If the user specifies the ROWS, then the value_expr is the physical offset for the window. The parameter is a constant or expression that can be converted into a positive numeric value.
If the user specifies the RANGE, then the value_expr is the logical offset for the window. The parameter is a constant or expression that can be converted into a positive numeric value or a literal interval.
The user can only mention one expression in the order_by_clause. This means that either the value can either be numeric or interval value.
If value_expr contains a numeric value, then the expression used for the ORDER BY must be a numeric or DATE data type.
If value_expr contains an interval value, then the ORDER BY expr must be a DATE data type.
If the user does not want to include the windowing_clause, then the default value is RANGE BETWEEN UNBOUNDED PRECEDING AND CURRENT ROW.

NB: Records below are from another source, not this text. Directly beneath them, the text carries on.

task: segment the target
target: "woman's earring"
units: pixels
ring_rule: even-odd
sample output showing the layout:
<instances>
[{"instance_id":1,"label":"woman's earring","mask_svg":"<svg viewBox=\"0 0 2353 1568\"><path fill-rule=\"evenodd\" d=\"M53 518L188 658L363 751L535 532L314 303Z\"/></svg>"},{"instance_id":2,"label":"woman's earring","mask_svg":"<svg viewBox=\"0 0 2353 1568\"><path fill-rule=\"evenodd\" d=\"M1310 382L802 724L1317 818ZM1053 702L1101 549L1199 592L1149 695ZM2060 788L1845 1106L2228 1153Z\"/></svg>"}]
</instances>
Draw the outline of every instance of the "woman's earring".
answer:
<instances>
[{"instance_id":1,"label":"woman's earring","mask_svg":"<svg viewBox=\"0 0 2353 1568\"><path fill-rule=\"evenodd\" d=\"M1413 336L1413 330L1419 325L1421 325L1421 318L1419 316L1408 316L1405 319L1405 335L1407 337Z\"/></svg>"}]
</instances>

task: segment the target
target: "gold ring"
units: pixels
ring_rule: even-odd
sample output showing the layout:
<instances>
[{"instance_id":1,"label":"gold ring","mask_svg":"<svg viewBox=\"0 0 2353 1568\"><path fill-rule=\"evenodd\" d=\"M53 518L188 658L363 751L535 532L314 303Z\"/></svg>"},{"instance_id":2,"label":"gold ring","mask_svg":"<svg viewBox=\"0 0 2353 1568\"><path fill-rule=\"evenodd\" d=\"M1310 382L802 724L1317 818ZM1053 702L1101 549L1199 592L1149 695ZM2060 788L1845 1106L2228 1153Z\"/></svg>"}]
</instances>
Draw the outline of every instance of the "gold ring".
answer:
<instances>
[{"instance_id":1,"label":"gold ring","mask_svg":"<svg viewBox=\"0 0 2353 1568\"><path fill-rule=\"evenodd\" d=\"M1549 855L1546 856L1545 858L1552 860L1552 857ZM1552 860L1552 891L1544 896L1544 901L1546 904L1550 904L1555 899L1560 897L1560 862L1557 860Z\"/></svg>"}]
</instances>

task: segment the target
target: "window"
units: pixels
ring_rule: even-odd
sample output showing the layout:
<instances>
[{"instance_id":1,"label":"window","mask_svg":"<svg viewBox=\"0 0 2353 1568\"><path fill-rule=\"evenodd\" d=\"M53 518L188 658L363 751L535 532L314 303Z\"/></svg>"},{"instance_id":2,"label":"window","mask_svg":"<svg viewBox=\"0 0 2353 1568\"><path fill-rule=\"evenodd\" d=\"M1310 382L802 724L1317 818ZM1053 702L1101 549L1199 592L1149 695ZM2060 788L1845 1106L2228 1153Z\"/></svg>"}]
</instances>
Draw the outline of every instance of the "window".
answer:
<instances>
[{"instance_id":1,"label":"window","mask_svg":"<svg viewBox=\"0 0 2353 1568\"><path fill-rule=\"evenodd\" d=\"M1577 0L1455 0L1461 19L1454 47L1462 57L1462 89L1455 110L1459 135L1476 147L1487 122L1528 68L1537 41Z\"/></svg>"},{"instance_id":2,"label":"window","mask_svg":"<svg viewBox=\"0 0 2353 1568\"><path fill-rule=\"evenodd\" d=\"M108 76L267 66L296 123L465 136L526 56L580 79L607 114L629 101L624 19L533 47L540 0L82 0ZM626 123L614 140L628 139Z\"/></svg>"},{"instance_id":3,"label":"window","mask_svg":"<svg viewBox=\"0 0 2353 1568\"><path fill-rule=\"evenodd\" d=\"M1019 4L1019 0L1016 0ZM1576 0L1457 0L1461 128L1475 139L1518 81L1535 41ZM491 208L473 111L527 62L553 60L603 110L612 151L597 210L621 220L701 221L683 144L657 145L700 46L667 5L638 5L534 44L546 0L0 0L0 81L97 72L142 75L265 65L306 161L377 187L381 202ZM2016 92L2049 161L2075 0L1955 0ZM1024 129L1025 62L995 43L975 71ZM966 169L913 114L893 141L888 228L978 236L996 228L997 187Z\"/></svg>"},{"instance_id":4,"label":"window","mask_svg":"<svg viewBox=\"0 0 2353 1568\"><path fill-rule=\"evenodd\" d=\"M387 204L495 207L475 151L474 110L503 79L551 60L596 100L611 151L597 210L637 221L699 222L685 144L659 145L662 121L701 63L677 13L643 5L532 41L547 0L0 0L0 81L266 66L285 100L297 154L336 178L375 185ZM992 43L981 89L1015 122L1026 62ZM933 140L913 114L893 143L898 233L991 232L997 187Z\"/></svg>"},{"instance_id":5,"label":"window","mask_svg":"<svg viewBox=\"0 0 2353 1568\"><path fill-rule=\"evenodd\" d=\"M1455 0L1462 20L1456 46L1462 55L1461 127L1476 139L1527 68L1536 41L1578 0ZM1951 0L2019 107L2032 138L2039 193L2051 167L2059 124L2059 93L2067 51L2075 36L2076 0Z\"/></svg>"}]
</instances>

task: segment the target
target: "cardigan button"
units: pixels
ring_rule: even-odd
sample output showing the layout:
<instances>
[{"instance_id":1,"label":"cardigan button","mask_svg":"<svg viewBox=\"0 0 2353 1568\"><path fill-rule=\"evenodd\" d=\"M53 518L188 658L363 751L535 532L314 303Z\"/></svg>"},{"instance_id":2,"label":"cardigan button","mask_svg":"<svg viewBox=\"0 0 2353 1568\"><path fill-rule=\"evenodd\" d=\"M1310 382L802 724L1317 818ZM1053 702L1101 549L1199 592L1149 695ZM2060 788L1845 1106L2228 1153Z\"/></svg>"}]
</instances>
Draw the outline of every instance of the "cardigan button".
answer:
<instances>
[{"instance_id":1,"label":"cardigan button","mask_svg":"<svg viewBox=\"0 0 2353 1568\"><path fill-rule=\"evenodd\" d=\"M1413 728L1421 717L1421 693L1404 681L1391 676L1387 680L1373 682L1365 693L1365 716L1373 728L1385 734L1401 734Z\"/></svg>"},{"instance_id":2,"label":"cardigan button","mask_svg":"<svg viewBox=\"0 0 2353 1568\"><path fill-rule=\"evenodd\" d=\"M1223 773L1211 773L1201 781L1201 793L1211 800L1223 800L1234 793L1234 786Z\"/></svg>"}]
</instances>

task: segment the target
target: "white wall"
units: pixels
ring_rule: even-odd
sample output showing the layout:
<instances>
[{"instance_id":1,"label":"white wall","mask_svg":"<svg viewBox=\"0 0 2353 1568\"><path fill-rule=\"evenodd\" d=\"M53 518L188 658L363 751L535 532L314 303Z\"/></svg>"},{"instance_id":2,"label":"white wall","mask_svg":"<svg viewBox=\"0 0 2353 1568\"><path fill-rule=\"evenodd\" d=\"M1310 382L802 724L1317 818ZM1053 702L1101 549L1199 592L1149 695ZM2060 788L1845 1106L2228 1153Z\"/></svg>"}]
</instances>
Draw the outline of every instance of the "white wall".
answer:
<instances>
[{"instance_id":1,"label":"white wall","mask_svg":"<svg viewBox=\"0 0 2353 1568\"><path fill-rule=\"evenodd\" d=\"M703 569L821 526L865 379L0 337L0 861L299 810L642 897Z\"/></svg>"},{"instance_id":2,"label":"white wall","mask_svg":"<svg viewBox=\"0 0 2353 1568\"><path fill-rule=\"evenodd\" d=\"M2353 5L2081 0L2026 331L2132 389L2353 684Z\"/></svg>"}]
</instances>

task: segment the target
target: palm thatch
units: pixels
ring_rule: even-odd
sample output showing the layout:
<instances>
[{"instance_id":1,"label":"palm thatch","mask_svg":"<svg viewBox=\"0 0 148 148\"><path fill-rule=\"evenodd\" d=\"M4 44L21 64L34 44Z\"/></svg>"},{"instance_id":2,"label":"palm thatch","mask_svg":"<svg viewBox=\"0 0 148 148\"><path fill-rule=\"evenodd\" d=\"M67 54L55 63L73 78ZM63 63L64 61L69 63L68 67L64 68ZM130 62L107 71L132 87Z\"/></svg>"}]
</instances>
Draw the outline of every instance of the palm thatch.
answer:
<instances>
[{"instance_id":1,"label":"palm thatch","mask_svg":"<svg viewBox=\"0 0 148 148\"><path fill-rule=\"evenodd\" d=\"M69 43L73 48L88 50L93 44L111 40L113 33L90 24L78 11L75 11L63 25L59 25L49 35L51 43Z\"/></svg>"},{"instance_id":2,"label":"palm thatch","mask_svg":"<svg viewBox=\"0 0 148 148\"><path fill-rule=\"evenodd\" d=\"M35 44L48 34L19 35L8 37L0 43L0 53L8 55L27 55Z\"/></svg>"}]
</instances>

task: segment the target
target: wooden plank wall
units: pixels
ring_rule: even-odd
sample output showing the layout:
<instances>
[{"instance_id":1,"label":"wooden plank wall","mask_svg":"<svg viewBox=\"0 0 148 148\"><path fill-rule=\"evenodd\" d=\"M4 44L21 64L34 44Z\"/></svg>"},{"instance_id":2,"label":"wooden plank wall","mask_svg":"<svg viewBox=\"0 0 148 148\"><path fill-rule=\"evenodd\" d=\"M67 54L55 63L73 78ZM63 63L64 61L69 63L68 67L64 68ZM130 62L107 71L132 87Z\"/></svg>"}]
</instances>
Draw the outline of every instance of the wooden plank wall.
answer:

Some Common Analytical Functions

Some of the analytical functions and the functions performed by them are as follows:

AVG: This function returns the average value of the expression passed in the function. The functions take any numeric data type as the input parameter. The user can also input a non-numeric datatype that can be implicitly converted into a numerical value. The data type of the value returned by the function is the same as the data type of the input parameter.
COUNT: This analytic function returns the number of rows the query returns. This function can be used as an aggregate or an analytical function.
- If the user can specify DISTINCT, then the user can only use
- The query partition clause of the analytical function. This means the user cannot use this function's order by clause or the windowing clause.
- If the user adds an expression as the function parameter, then the COUNT analytic function returns the number of rows where the value of the particular expression is not null. The user can either count all the rows or rows with a distinct value for the expression.
CUME_DIST: This analytical function computes the cumulative distribution for a particular value in a group of values. The value range returned by this function is greater than 0 or less than equal to 1. If the user computes the cumulative distribution for the same value, then the function will return the same cumulative distribution value.
- This function can have any numeric or non-numeric data type that can be implicitly changed to a numeric one. The DBMS is responsible for determining the argument with the highest precedence and performing the computation accordingly. It converts the arguments to the required data type for the function and returns the numerical value.
PERCENT_RANK: It is similar to the CUME_DIST (cumulative distribution) function. It returns a value ranging from 0 to 1, with 0 and 1 included. The first row in any set has a PERCENT_RANK of 0. The functions return a numerical value as a result.
NTH_VALUE: This function calculates the measure_expr value for the nth row in the window. The row must be included in the window defined in the analytic clause. The return value has the same data type as the data type for the measure_expr.
- {RESPECT | IGNORE} NULLS: It determines whether measure_expr with null values will be included or excluded while computing the analytical function. By default, the null values are considered during the computation; the value is set at RESPECT NULLS.
- In this function, n represents the nth row for which the function will compute the value. N can be a constant value, bind variable, column, or expression containing either of these values. The only requisitive is that the resulting integer has a positive value. It must contain n rows to compute the result. The function will return a NULL value if the source window has less than n rows. If the value is, the NULL function returns an error.
- FROM {FIRST | LAST}: It tells the system whether the computation starts from the beginning or end row of the window. By default, the computation begins from the first row in the window.
MIN: This analytical function will return the least value in the expr. The function can be used as the aggregate or the analytic function.
MAX: This analytical function will return the highest least value in the expr. The function can be used as the aggregate or the analytic function.